There is no street for the late President Georges Pompidou (although he does have the modern arts centre, always known as Beaubourg). There is nothing for ex-President Valéry Giscard d'Estaing, but perhaps he has to wait until he is dead.

Mayor Delanoe's greatest ally in the battle for the Quai Mitterrand was his long-time political enemy - and Mitterrand's long-time political enemy - President Jacques Chirac. The Elysée palace gave instructions to the President's centre-right supporters on the Paris town council that they must abstain, rather than vote against the name change.

President Chirac, 71 this year, has an obvious vested interest in reviving the tradition of political street names. Which part of the capital's real estate does he fancy for his own posterity, one wonders?

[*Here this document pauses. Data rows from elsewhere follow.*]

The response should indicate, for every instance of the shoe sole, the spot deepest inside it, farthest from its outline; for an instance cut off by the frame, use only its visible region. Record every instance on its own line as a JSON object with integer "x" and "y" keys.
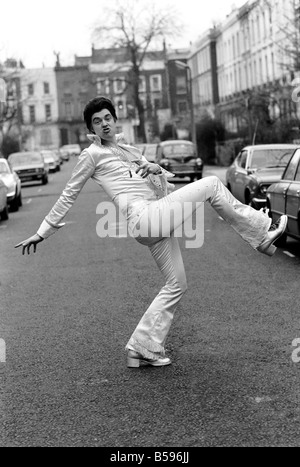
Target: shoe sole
{"x": 271, "y": 249}
{"x": 137, "y": 363}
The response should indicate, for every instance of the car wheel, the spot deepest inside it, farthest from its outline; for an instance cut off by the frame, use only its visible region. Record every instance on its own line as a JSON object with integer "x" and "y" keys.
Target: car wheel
{"x": 4, "y": 216}
{"x": 281, "y": 242}
{"x": 14, "y": 206}
{"x": 248, "y": 200}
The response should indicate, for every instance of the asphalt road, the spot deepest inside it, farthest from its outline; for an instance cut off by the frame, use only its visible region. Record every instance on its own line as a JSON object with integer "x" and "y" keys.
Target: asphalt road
{"x": 68, "y": 311}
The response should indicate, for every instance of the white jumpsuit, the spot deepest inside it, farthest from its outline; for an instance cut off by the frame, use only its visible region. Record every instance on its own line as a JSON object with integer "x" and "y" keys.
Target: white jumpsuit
{"x": 142, "y": 205}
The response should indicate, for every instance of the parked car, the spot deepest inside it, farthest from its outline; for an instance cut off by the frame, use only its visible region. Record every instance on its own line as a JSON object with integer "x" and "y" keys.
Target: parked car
{"x": 150, "y": 152}
{"x": 69, "y": 150}
{"x": 255, "y": 169}
{"x": 283, "y": 197}
{"x": 13, "y": 184}
{"x": 30, "y": 166}
{"x": 180, "y": 157}
{"x": 3, "y": 202}
{"x": 58, "y": 155}
{"x": 52, "y": 160}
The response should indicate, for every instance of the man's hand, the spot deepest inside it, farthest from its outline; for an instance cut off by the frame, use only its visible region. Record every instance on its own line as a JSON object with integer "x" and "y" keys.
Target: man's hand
{"x": 26, "y": 244}
{"x": 148, "y": 168}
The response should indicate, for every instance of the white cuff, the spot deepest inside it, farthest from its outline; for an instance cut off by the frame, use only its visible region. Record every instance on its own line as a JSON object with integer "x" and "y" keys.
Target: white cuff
{"x": 46, "y": 230}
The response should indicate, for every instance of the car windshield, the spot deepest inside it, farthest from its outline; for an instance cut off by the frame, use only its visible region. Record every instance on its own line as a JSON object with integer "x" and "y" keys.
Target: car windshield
{"x": 25, "y": 158}
{"x": 3, "y": 168}
{"x": 150, "y": 151}
{"x": 49, "y": 158}
{"x": 178, "y": 150}
{"x": 268, "y": 158}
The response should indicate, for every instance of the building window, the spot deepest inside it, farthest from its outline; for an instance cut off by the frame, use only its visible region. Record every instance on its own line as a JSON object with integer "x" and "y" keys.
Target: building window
{"x": 101, "y": 86}
{"x": 182, "y": 106}
{"x": 156, "y": 104}
{"x": 48, "y": 112}
{"x": 155, "y": 83}
{"x": 181, "y": 85}
{"x": 142, "y": 85}
{"x": 68, "y": 109}
{"x": 46, "y": 88}
{"x": 82, "y": 105}
{"x": 119, "y": 85}
{"x": 30, "y": 89}
{"x": 32, "y": 114}
{"x": 46, "y": 137}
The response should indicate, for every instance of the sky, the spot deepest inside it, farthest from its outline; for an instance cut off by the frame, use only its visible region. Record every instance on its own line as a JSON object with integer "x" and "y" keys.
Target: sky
{"x": 31, "y": 30}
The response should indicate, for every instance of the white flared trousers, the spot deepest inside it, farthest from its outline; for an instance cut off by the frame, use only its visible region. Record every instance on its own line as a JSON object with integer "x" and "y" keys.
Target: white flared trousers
{"x": 151, "y": 333}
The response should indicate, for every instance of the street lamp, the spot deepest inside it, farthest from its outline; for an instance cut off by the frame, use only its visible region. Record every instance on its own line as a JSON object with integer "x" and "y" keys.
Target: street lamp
{"x": 181, "y": 64}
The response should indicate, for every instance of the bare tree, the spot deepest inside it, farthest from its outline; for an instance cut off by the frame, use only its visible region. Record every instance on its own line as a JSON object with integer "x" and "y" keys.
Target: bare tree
{"x": 136, "y": 26}
{"x": 10, "y": 107}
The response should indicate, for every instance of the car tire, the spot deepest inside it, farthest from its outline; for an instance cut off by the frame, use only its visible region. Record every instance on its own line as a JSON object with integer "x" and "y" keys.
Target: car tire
{"x": 281, "y": 242}
{"x": 14, "y": 205}
{"x": 4, "y": 216}
{"x": 248, "y": 200}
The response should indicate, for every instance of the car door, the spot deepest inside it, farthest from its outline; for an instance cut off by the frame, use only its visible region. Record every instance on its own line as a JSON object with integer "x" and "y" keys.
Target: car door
{"x": 280, "y": 204}
{"x": 293, "y": 199}
{"x": 241, "y": 176}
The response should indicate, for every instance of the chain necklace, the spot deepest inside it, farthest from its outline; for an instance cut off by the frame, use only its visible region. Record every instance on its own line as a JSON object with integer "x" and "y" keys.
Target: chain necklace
{"x": 120, "y": 153}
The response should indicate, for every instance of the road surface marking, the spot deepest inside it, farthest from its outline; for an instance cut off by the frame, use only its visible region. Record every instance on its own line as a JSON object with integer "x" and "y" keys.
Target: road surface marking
{"x": 289, "y": 254}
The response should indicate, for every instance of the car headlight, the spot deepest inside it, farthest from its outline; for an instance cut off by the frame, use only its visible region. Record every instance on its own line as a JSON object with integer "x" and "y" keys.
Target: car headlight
{"x": 165, "y": 163}
{"x": 263, "y": 189}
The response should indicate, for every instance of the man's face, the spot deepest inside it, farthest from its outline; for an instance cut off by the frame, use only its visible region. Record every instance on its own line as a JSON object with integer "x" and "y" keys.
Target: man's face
{"x": 104, "y": 125}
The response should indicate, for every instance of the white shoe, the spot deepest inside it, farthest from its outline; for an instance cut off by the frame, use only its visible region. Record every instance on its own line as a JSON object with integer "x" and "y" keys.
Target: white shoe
{"x": 135, "y": 360}
{"x": 274, "y": 232}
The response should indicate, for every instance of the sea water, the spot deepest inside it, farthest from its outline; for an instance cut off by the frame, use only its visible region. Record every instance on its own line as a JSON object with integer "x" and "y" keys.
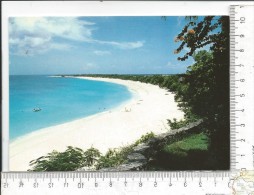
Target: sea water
{"x": 60, "y": 99}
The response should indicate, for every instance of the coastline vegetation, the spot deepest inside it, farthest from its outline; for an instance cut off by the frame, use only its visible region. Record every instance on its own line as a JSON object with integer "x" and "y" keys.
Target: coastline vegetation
{"x": 202, "y": 93}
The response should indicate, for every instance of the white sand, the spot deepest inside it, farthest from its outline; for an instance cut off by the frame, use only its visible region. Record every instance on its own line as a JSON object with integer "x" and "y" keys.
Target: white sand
{"x": 147, "y": 111}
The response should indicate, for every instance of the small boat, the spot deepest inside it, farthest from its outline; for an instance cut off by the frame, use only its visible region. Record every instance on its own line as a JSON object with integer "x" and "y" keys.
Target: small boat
{"x": 36, "y": 109}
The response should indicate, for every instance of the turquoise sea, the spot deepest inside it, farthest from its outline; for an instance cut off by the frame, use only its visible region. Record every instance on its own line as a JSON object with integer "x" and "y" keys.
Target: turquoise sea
{"x": 60, "y": 100}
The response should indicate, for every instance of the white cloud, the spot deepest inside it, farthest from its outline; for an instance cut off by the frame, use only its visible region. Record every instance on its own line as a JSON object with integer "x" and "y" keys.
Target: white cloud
{"x": 39, "y": 34}
{"x": 123, "y": 45}
{"x": 89, "y": 66}
{"x": 101, "y": 53}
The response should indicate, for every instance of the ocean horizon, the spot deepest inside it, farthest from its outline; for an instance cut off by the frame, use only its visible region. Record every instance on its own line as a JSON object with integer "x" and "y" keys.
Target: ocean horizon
{"x": 40, "y": 101}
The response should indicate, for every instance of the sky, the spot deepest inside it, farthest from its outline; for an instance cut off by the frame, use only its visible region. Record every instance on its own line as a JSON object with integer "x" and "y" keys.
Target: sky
{"x": 95, "y": 45}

I would, respectfully, suggest the Rue Vaugirard on the Left Bank, the longest street in Paris. It goes on for ever; it is full of twists and turns; and finally it leads nowhere in particular.

Something fishyÿs going on in the wine business

Blending wines from different, celebrated vineyards has generally been regarded in France as a barbaric (ie American and Australian) practice. A celebrated French wine-grower has gone one better - or worse. Bernard Germain, who owns 18 châteaux in the Loire and Bordeaux areas, is marketing a wine blended from some of the finest dry and sweet white wines of the Loire.

He calls his concoction "Sushiwine". It has been specially designed to go with Japanese raw fish dishes. Dry wine goes reasonably well with sushi, he says, but tends to be overwhelmed by the taste of the soya sauce. By adding the liquorice taste of sweet wines to the subtlety of the dry ones, he claims, you get a perfect sushi wine.

The result is already on sale in Britain, Germany and France, but the true test will come later this year when Germain tries to wean Japanese sushi-eaters off saki, Coca-Cola and beer.

Bring them to book

Mostly, I stick up for France and the French, who get a mercilessly unfair and mendacious press in Britain and now the United States (with some honourable exceptions). Sometimes, however, I despair.

Brigitte Bardot's latest book, Un Cri dans le Silence, is a choleric rag-bag of illiterate and vicious attacks on immigrants and homosexuals, muddled up with child-like sentimentality about animals. What can you say about a nation that has lifted such a book to the top of its non-fiction best sellers' list?